Avant de lancer DeepReach, Jean-Pierre Remy a passé des mois à étudier le secteur des technologies publicitaires pour dégager les modèles gagnants. Des tendances que la crise ne fait d'accélérer, révéler. Voici les 7 conseils pour adapter son modèle.

  • Prendre le parti annonceurs. Face au duopole publicitaire Google et Facebook, il est préférable de se placer du côté de la demande plutôt que du côté médias, car la concurrence y est trop forte.
  • Etre partenaire des agences. En tant que fournisseurs de technologie, rien ne sert de vouloir jouer le rôle d’agences, déjà trusté par des acteurs historiques. Mais au contraire, avoir les agences comme clients.
  • Viser local. Google et Facebook sont très forts au niveau national et international. Ils captent les plus grands annonceurs mondiaux. Au niveau local, la concurrence reste plus ouverte.
  • Diversifier les médias. Les ad tech concentrées sur un seul type de média sont en difficulté. Il est recommandé d’être cross-média: réseaux sociaux, display, search, etc.
  • Ne pas se baser sur les données personnelles. Les consommateurs ne le tolèrent pas et les règles se renforcent de plus en plus.

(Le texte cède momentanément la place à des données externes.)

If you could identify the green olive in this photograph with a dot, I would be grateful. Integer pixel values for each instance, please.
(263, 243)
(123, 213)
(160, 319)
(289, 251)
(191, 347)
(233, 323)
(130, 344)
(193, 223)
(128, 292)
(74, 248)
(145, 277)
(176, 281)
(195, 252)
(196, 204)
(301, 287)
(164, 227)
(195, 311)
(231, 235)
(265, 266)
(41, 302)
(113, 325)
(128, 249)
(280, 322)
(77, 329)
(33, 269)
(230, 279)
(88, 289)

Il est dépassé de voiloir fonder son activité sur l’utilisation des donnés personnelles. D’autres datas sont tout aussi pertinentes telles que l’analyse de marché, des campagnes… Viser l’étude de segments médias, géographiques, statistiques, contextuels, et ne pas cibler une personne en particulier.

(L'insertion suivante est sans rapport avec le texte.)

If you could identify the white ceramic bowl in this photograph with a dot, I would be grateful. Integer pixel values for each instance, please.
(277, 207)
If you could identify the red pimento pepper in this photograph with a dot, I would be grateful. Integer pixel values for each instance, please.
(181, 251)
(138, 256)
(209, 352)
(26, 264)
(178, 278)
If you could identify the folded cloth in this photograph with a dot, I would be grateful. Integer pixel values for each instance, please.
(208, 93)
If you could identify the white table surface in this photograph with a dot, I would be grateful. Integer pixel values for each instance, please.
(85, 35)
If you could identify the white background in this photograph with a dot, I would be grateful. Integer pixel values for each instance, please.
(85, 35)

  • S’emparer du machine learning. Les ad tech des années 2010 utilisaient des algorithmes figés, qui n’apprenaient pas de toutes les campagnes traitées. aujourd'hui, des algorithmes d'intelligence artificielle plus évolutif ont bouleversé le secteur, il faut s’en saisir.
  • Concevoir des interfaces les plus simples possibles. L’ad tech doit désormais pouvoir parler à n’importe quel patron de PME. Transparents, optimisés, déployables, sans jargon technique lié au marketing digital, les tableaux de bords doivent être accessible à tous.